The magnets. 25mm figure shown for size comparison
The magnets glued to the bottom of a slottabase
The figure suspended from the side of a metal box

As seen from the pictures above, I glued two of the little magnets to the bottom of a slottabase. This gives me a magnetic field that is strong enough to suspend the figure upside down from a metal box without any problems, yet still easy enough to break the magnetic force to move the figure when necessary. One magnet did not result in a strong enough magnetic field.

This is a great product -- instead of spending a considerable amount of time glueing magnetic tape to the bottom of the bases, there is now just the one step: glue two tiny magnets to base (I use ordinary superglue) and you're done!

I shall certainly be ordering more of these magnets (possibly in a larger size to just have to glue one magnet to the base), as they are quite affordable (100 of these tiny magnets set me back $9.00, while postage and packing from the States to Belgium was less than that) and work beautifully.

Highly recommended.

Monday, 1 August 2005

How historical is your wargaming?

There's an interesting letter in the latest issue of Wargames Illustrated.
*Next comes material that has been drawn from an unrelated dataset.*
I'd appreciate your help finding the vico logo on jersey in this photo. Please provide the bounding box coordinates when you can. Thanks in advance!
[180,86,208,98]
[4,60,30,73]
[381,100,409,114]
It's titled "Dude, Where's my Hobby", and is written under the nom-de-plume D.I.S.Gusted. At first, I thought this was going to be another rant about the state-of-the-hobby, and how back in 1971 one could go to a convention, "buy 300 25mm figures, 10 pots of paint, some new rules, have a few drinks in the bar, and still have change left from a 5-Pound note" (this last quote from another letter in WI some years ago :-)). However, this letter touches upon another aspect: the lack of history in historical miniature wargaming.
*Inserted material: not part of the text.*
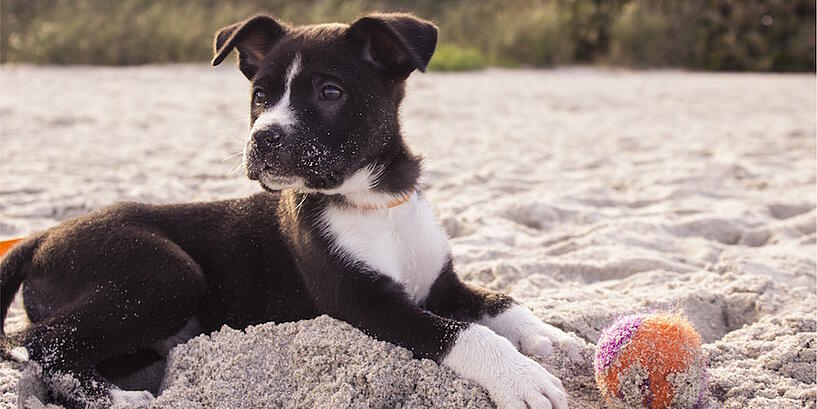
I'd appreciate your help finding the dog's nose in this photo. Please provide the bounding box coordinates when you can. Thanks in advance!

The author claims that history and historical research is dissappearing out of historical wargaming, and that much more emphasis is being put in setting up games which might be visual attractive, but have little to do with historical wargaming as such. One example he mentions is the popularity of Victorian SF / Lost World / Adventuring in the 30s type of games. Although these games might be fun and pretty to look at, they have little or no relation to historical wargaming, and belong more to the type of wargaming advocated by Games Workshop.
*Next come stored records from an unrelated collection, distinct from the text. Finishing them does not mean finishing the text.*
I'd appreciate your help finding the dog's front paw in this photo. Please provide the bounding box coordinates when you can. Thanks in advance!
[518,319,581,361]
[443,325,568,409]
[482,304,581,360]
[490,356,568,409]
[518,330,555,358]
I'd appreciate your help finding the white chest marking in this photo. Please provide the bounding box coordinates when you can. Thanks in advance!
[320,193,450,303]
The letter makes a plea to spend some more time on research, and try to design games and rules that model some part of military history, rather than design rules that work well as a game, but might have no relation whatsoever to the 'history' of the period one is trying to model. The letter ends with a short evaluation of various rulesystem in this light, although this last section is very short.

This letter got me thinking again about what defines 'historical miniature wargaming', specifically in relation to other forms of miniature gaming. It is somewhat pointless to discuss classifications ("Is Victorian SF historical?", "Is a DBA fight between Romans and Aztecs historical?"), but I think it is more useful to discuss whether good historical research should be present in wargame design. In other words, when designing a specific ruleset, should one try to simulate certain historical events, or should one write rules with a focus on gameplay, and then try to fit them to perceived history? The problem with the latter approach is that one uses maybe one source or even a movie as a basis, while historical research requires that you consult many different sources to get things right.

E.g. suppose one wants to design a game about tank vs. tank combat in WW2. Historical research would assume that you look towards % of casualties, likelyhood of damage after a succesful hit etc. The second approach assumes you design with the game in mind: a game might last 10 turns, and we want each tank to have a 50% probablity to survive the game, so that means a specific %chance of knocking out a tank with one shot etc... Note that this is an othogonal design issue w.r.t. simple or complicated rules. You can have elegant and overly-complicated rules using both approaches.

I have to admit that for all the rulesets I've written so far, most of them were designed using the second approach: maximum emphasis on gameplay, and only a small focus on getting things right from a historical point-of-view. So, am I still an historical wargamer?